Butler's nephew, South Carolina Congressman Preston Butler, was outraged:
He later said that he intended to challenge Sumner to a duel, and consulted with fellow South Carolina Representative Laurence M. Keitt on dueling etiquette. Keitt told him that dueling was for gentlemen of equal social standing, and that Sumner was no better than a drunkard, due to the supposedly coarse language he had used during his speech. Brooks said that he concluded that since Sumner was no gentleman, he did not merit honorable treatment; to Keitt and Brooks, it was more appropriate to humiliate Sumner by beating him with a cane in a public setting.
So, three days later, on May 22, 1856, Congressman Brooks, 37, walked into the Senate chamber and up to the 45-year-old Senator Sumner's desk, where he beat him with the gold head of his walking stick. Brooks trapped Sumner under his desk; after Sumner ripped it from its floor bolts to escape, Brooks chased him up the aisle, beating him until the cane broke, then kept beating him with the section to which the head was still attached.

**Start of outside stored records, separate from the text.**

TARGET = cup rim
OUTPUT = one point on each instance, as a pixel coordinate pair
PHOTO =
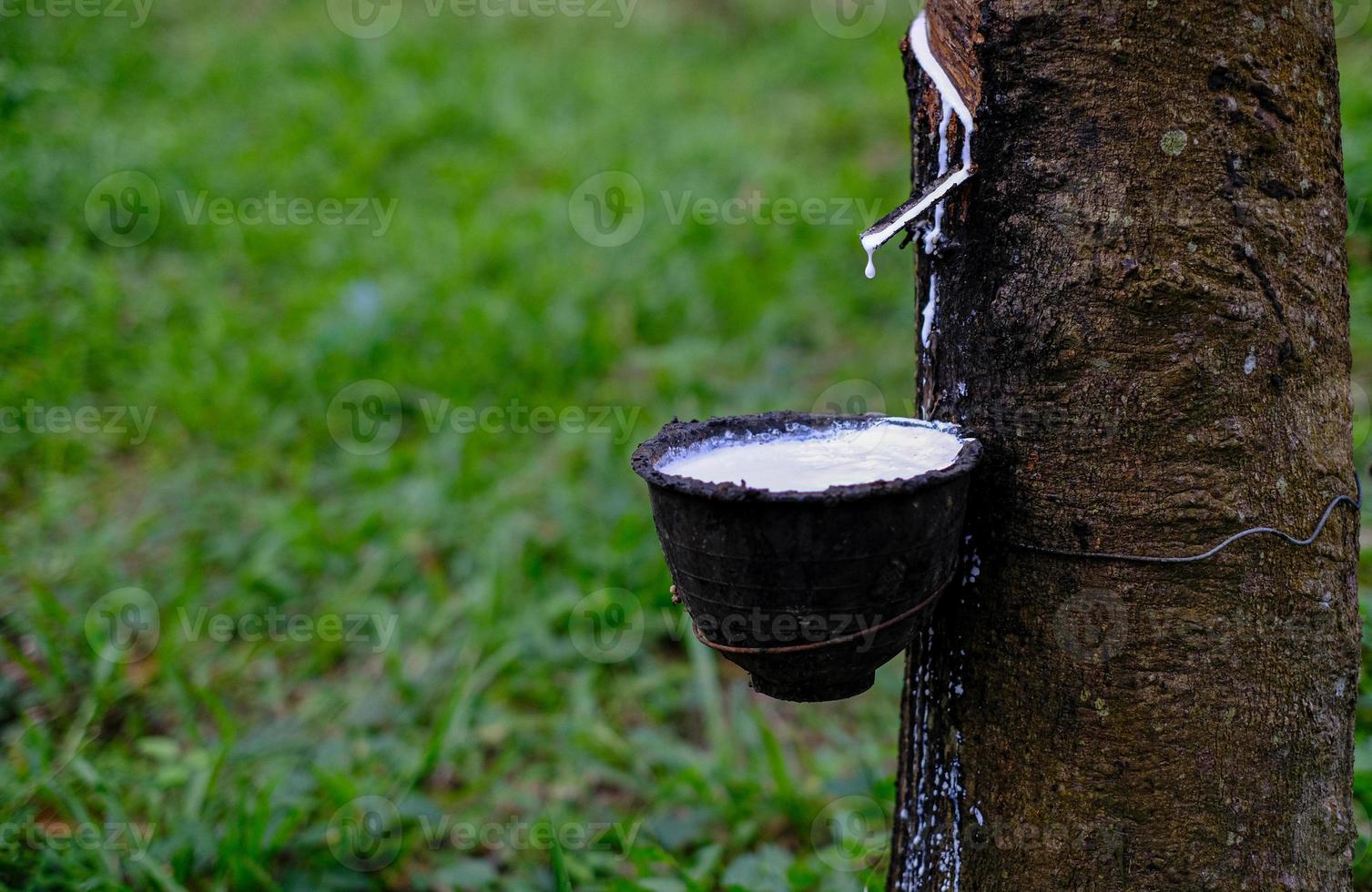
(682, 434)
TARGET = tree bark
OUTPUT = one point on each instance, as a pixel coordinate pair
(1143, 315)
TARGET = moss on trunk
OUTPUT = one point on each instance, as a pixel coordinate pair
(1143, 315)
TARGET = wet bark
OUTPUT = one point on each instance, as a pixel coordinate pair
(1143, 315)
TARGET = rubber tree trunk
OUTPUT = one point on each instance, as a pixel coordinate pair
(1143, 313)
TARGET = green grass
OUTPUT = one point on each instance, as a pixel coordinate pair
(243, 761)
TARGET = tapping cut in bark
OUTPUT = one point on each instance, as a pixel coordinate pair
(1143, 316)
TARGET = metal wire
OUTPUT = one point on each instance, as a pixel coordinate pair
(1193, 559)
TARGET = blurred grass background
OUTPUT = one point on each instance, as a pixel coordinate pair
(243, 761)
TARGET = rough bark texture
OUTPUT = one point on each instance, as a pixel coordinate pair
(1143, 315)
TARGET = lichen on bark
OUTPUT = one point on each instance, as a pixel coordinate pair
(1143, 315)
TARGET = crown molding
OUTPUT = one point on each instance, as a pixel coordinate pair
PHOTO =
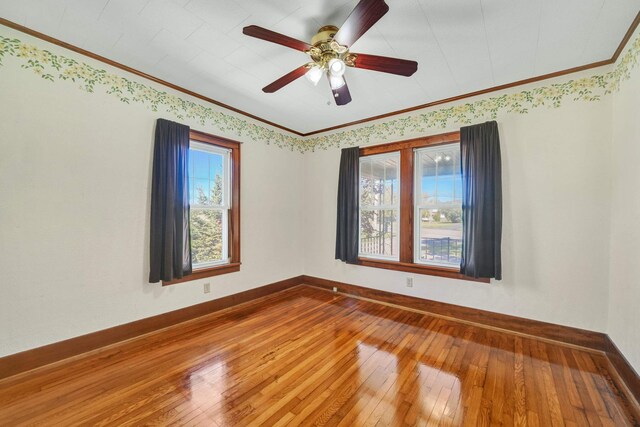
(115, 64)
(121, 66)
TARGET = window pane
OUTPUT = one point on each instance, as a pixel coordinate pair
(379, 183)
(438, 216)
(440, 236)
(206, 236)
(439, 175)
(379, 233)
(206, 178)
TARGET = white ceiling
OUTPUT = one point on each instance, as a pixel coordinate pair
(461, 46)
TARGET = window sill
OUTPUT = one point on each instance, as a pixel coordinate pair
(451, 273)
(207, 272)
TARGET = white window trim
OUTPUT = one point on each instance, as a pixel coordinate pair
(224, 207)
(417, 195)
(395, 206)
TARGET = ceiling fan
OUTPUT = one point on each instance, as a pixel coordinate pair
(329, 51)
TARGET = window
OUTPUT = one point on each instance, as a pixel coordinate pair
(209, 204)
(438, 205)
(380, 206)
(411, 206)
(214, 201)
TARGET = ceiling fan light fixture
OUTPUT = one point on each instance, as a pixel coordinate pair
(336, 82)
(314, 74)
(337, 67)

When Sumner slumped into unconsciousness, Brooks held him up by his lapels to continue the beating until other members finally intervened.

A motion to expel Brooks failed in the House. He was fined but not jailed by the DC court. He resigned his seat over the issue; his constituents promptly voted him back into office. There he mocked Sumner for feigning illness and said if he'd'a wanted to kill the senator, he'd'a used a different weapon.

Sumner, in fact, suffered severe head trauma and was unable to return to the Senate until 1859, and suffered chronic pain until his death in 1874.

Brooks won another term in November 1856 but died of croup in January 1857, before he could take office. Both men became heroes of their sides of the slavery question.